The average college senior that graduated in 2009 had $24,000 in student loans, $4,100 in credit card debt. One in five had over $7,000 in credit card debt. And they're expected to save for retirement?

"Personal finance is not taught at the high school level and only a handful of colleges have a personal finance course," Tyrie told attendees at the 24th Annual Benefits Forum and Expo in Dallas on Monday. "They don't have the linear view or a diminishing view of retirement; they have a more optimistic view, they don't think of how they'll retire, but how they'll reinvent themselves."

However, because they came to adulthood during a time of deep recession, they're less adverse to risk. Standard and Porter 500 annual returns in 2008 were -37%; in 2010, it was 15.1%. The markets are getting stronger and young employees are poised to start making investments for the first time. The tools already exist for them to be good investors — they just have to use them.

"You would never find a Gen Y person exercising because they want to keep the weight off so they don't have to get an expensive knee replacement surgery later," Tyrie said. Instead, they exercise because it's a 'good' thing to do and it keeps up an appearance. The same is true for financial fitness. "Physical fitness resonates with financial fitness. Work out a little bit at a time while saving a little bit at a time; it's just translating them to the financial side."
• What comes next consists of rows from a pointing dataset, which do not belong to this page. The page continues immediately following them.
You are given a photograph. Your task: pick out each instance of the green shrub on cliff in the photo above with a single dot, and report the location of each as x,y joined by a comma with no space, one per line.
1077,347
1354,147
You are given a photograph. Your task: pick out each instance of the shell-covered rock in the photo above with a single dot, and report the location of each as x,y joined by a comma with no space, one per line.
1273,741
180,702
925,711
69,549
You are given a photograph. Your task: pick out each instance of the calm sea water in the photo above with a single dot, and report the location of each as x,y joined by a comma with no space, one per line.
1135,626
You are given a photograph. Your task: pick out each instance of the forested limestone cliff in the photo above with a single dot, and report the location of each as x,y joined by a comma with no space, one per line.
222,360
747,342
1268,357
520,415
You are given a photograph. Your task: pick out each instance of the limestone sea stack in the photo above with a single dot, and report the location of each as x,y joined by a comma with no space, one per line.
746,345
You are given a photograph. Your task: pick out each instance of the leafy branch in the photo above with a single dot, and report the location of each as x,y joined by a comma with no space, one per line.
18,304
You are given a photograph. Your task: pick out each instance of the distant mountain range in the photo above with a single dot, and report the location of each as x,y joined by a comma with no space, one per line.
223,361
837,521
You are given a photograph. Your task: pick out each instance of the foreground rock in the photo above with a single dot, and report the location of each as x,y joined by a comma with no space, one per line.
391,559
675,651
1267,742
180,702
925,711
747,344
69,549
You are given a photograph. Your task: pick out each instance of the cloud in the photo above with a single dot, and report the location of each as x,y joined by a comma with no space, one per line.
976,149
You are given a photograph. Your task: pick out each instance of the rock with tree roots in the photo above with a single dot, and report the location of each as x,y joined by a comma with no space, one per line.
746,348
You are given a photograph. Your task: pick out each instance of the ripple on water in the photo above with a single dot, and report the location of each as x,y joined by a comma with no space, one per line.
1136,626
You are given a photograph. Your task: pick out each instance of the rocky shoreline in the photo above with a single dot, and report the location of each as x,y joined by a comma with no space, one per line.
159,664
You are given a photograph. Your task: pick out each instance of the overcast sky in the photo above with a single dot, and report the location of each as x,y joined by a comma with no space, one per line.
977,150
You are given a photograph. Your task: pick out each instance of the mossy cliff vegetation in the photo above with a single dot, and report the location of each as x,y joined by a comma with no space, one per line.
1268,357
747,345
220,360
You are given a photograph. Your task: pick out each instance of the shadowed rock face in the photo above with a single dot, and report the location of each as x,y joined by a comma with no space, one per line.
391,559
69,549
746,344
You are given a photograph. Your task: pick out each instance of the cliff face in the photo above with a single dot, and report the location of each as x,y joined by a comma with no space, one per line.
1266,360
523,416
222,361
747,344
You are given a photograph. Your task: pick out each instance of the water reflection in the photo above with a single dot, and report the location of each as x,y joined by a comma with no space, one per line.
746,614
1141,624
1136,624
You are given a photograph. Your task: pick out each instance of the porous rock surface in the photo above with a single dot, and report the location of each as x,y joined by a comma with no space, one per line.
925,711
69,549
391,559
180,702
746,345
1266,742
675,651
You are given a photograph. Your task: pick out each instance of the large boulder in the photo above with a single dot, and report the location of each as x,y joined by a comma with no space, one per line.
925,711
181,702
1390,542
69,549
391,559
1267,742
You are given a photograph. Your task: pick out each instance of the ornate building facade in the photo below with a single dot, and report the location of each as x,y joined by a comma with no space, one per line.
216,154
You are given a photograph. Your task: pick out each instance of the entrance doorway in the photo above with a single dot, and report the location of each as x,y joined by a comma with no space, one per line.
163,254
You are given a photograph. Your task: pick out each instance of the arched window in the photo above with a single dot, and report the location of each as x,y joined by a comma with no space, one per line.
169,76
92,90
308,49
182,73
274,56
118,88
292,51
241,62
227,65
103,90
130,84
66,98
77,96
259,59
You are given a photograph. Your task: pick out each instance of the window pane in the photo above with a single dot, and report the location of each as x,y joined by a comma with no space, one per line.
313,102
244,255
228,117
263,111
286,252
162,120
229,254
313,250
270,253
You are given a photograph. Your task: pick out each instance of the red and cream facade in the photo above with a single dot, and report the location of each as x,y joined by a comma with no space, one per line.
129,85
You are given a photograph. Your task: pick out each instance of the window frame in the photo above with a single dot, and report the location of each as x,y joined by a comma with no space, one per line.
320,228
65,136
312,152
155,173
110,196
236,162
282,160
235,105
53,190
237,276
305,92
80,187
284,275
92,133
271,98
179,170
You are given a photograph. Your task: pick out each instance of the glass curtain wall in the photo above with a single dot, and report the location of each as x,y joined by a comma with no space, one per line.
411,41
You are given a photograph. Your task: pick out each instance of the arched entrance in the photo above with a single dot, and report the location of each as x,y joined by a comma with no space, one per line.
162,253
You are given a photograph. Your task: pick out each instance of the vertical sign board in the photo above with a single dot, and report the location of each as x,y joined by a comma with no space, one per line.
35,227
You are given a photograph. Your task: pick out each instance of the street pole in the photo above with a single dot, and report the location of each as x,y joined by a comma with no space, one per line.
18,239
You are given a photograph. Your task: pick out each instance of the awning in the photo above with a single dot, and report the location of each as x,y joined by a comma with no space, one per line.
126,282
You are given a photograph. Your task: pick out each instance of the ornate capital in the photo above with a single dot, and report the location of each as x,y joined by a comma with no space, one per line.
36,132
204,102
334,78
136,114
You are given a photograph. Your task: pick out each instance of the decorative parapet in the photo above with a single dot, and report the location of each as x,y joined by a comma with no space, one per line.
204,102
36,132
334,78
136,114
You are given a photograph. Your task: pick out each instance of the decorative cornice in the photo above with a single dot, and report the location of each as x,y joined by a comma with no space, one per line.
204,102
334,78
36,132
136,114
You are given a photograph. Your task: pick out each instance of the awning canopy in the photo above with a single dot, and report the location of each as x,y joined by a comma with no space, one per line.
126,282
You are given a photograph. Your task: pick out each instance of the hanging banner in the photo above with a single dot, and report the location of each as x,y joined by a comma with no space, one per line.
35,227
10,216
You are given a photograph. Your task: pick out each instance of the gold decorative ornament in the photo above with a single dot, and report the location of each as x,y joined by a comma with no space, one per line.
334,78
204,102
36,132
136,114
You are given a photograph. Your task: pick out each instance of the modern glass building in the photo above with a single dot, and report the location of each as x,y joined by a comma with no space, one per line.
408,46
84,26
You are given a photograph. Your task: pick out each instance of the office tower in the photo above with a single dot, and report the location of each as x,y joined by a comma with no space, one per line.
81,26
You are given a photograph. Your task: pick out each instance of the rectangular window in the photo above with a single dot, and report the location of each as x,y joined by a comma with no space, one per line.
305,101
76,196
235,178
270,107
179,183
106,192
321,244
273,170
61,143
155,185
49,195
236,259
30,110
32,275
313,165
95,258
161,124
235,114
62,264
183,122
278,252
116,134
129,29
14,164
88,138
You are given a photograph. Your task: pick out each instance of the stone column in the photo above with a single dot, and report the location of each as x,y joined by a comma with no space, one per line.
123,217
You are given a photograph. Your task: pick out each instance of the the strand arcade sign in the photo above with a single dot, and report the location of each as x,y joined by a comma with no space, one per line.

It's important because young investors are most likely to neglect determining retirement savings. Only 23% say they have figured out how much they need to save for retirement and most keep earnings in cash terms, which could prove disastrous with inflation.
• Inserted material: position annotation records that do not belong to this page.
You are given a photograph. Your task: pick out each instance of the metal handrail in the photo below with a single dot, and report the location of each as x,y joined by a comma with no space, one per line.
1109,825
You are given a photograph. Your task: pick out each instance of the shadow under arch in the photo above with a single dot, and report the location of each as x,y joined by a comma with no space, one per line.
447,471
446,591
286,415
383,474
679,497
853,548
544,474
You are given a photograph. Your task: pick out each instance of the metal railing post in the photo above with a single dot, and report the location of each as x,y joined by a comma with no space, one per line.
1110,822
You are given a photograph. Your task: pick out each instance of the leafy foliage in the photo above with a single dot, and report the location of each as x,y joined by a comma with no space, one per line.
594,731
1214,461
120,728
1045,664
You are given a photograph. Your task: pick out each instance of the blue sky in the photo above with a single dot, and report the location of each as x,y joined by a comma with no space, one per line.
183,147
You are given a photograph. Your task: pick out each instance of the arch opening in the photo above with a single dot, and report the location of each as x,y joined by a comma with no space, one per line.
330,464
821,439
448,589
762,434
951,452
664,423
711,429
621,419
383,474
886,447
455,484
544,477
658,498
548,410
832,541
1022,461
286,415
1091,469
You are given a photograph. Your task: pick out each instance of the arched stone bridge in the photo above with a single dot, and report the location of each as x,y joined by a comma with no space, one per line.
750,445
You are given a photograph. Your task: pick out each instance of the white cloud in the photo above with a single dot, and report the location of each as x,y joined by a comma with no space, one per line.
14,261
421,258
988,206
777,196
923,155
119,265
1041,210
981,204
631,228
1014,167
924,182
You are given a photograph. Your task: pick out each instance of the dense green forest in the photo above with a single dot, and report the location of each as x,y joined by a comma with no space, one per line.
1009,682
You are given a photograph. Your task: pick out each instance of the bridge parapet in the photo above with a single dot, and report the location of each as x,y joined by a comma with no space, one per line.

"Gen Y and Gen X are sitting there in cash and they're going to get killed by inflation if they just sit there," he said. With inflation, purchasing power will decrease by 50% over 30 years. "They'll invest too conservatively and they'll get killed by this."

And the problem also lies with those who do have IRAs and a 401(k). Sixty percent of young investors cash out their IRAs when they change jobs.

"What we found is that the young folks who don't have an IRA typically [carry cash]. When they change jobs they take the money they cash it out, which is a crying shame. Even the folks who contribute, 60% cash out,” he said.

"They don't feel like they have the capacity to take risks, they have the propensity to do it, but they can't afford the error. Since they don't have much discretionary income, their asset allocation doesn't align with age. Technically they should be able to take more risk because they are younger," he added.

On top of a recent recession that left many young people without jobs and not taking risks, social security is not guaranteed. In 1950, there were 16.5 workers paying into the system for every one worker taking out. Last year, there were 3.3 workers paying for every one person taking out. It's estimated that in 2025, there will be 2.3 workers for every one person taking out.

"It's a perfect storm for them, they're paying for social security but they know it's not going to be there; pension plans are going away and inflation is increasing the cost of health care," he said.

But, if a 25-year-old starts putting away $5,000 a year in a system that was traditionally a three-pronged financial stability stool (individual, employer and government), they'll still get out a quarter of a million dollars by the time they retire.

For practical tips to encourage employees to save, he suggested:

1. Emphasize with competing priorities. "If you don't do that you'll lose them from the word 'go," he said.

2. Create an overall program of physical fitness and financial fitness. "They're not saving for a hip replacement, but that it's a good healthy habit to start," Tyrie continued.

3. Start a Financial literacy program.

4. Help them understand the tradeoffs.

5. Include their spouse or partner. "They're more likely to stick to the program and it's a healthy thing to do from a morale standpoint, he said, adding, "If you don't connect this generation, wealth will be lost."